Walking around and seeing all the different items being sold, as well as the educational displays exhibits that were presented was really enjoyable. In terms of interacting with people, it was fun to meet various collectors and auction houses that do this type of work for a living. During the show collectors would come to our table and ask for a search on their firearm. In some cases the search would be for a firearm that they could potentially sell, which could give the item more value. While walking around the gun show, I noticed that many guns for sell were accompanied by searches or factory letters from our records office. In my search through the tables, I saw many guns that grabbed my attention. One of my favorite rifles that I saw was the .44-40 1860 Henry that featured a beautiful engraving.
Winchester firearms were not the only things being sold at the gun show. Throughout all the tables, there were many other items like ammo, memorabilia, flintlocks, sights, knives, Native American jewelry and more. There was also an assortment of Springfield rifles, Colt revolvers, and quite a few Colt 1885 Revolving Rifles.
Two of the displays that I found to be very interesting, featured a Sharps Model 1874 and one on a Winchester 1873 .44 caliber Smooth Bore Rifle that was believed to have been given to Oglala Sioux Chief, Young Man Afraid of His Horses by Buffalo Bill Cody. Other exhibits showed various models of Winchesters along with bullet molds. In addition, there was a firearm that had been proved to have been recovered from a ship wreck. The rifle was a Winchester 1873 .44 caliber Winchester Center Fire that survived from the wreck of a steamer named, John H. Starin, on February 20, 1909. The ship departed from New Haven, Connecticut and was set to arrive in New York. The wreck was reported in the New York Times. This piece along with so many others, were very interesting. Another firearm that caught my eye was this rather strange space looking gun that looked homemade.
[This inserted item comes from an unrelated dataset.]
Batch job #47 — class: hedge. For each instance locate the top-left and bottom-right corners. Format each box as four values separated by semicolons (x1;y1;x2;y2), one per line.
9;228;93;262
During my time at the show, I was also able to learn a lot more about how to read the manufacturer records. I became familiar with what records we have and especially with abbreviations. This was extremely helpful in learning how to read the records. Overall, I am really happy that I was able to experience the Winchester Gun Show by working with the Firearms Records Office. If you didn’t get a change to come to this year’s Winchester Gun Show, make sure you make it to the show next year.